Green Paper Gold: How to Pay for a Global 'New New Deal'
There's growing support for fighting global economic stagnation and global warming simultaneously with a "green New Deal" nationally and globally. Investing to cut greenhouse gasses can create "green jobs" and provide fiscal stimulus while it is protecting the planet. But how is it going to be paid for?
Reduced energy costs can pay for part of such programs in the long run. Taxes, government borrowing, and the auction of carbon permits under new "cap-and-trade" systems can pay for part. But to raise the significant funds that are needed, we recommend an additional piece of the puzzle: Green paper gold.
In 1969, national governments gave the International Monetary Fund (IMF) the right to create Special Drawing Rights (SDRs), often referred to as "paper gold." Nobel laureate and former World Bank chief economist Joseph Stiglitz describes SDRs as "a kind of global money, issued by the IMF, which countries agree to accept and exchange for dollars or other hard currencies"
For several years, Stiglitz has proposed that SDRs — or a new "global greenback" along similar lines — be used to supplement other reserve currencies. They would be issued for investment in developing countries and for "global public goods" like environmental projects, health initiatives, and humanitarian assistance. They would simultaneously counter global deflation and help countries with trade deficits to avoid ruinous devaluations and runs on their currencies.
In today's converging economic and environmental crises, why not issue "green SDRs" to help finance the global war on global warming? Surely nothing could better qualify as a "global public good" than saving the planet from ruinous climate change. And at the same time, green SDRs could provide some of the stimulus needed to move the global economy out of its deepening stagnation.
A New Trust Fund
Since many countries have reservations about the IMF, and since it's not well-suited to run environmental programs, the IMF could issue the green SDRs to a global climate protection trust fund. The appropriate overseer for such a fund might well be the United Nations Environmental Program (UNEP). Its authoritative scientific committee, the Intergovernmental Panel on Climate Change (IPCC), should certainly play a major role in setting criteria and evaluating the results.
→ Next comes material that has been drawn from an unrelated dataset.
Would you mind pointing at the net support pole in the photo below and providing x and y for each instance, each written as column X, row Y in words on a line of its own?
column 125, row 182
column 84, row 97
Countries would apply to the trust fund for SDRs that can be used solely to implement their national plans to reduce greenhouse gas emissions. In order to qualify, each country would be required to meet its international commitments to reduce greenhouse gases — like those in the Kyoto Protocol and in the follow-on agreement to be negotiated at Copenhagen in 2009. This would make the green SDRs an incentive for countries to meet those commitments. Complete transparency in allocating and contracting can be a further condition for receiving SDRs.
The funds could be allocated based on countries' need for help in paying for their own climate protection costs and the importance of their efforts for meeting global climate protection targets. They could also be allocated, as Stiglitz has suggested, by "competition among countries" for the most worthwhile projects. They would help pay for energy conservation, mass transit, research, development, and investment for sustainable energy, technology transfer to low-income countries, and climate-change adaptation.
At the moment, climate protection efforts are languishing, largely as a result of the credit crunch and the fiscal crisis faced by the world's governments. In the United States, investment in clean energy and low carbon technology actually declined in 2008, according to the research group New Energy Finance. Global agreement to a green SDR program could jumpstart a reversal of that trend.
Indeed, the paradox of our economic downturn is that the world's human and material resources are being placed "out of service" at the very time they are desperately needed to fight global warming. Green SDRs would make it possible to mobilize resources that would otherwise lie dormant and use them to protect the planet.
Climate protection efforts have been largely stymied by conflict between developed and developing countries over who should bear their cost. But green SDRs could provide the basis for a "grand bargain" in which climate protection could be a win-win not only environmentally but economically.
The British government's highly respected "Stern Review on the Economics of Climate Change" estimates that climate protection should cost about one percent of global GDP for the next three to four decades. Current global GDP is about $60 trillion, so let's say roughly half a trillion a year is needed globally for climate protection. This figure correlates roughly with what the IMF's John Lipsky recently told students at Johns Hopkins University: "Global fiscal stimulus on the order of 2% of GDP is justified" to sustain global demand in the current economic downturn. Two percent of the world's $60 trillion output comes to about $1.2 trillion. Half of that would cover the projected annual cost of protecting the world's climate.
In terms of job creation, economic stimulus, and support for long-term growth — not to mention warding off climate disaster — nothing is likely to provide bigger benefits than investment in climate protection. So from every point of view, the answer to the question of how big a green SDR program should be is: big enough to provide every penny the "global green new deal" is capable of spending on climate protection.
The Group of 20, which includes the world's richest countries, Russia and large developing countries like China, Brazil, and South Africa, held a summit in Washington last month that gave world powers a chance to coordinate their responses to the burgeoning international financial crisis. A second G-20 global economic summit is planned in April. An agreement to establish green SDRs would provide them a concrete — and electrifying — result.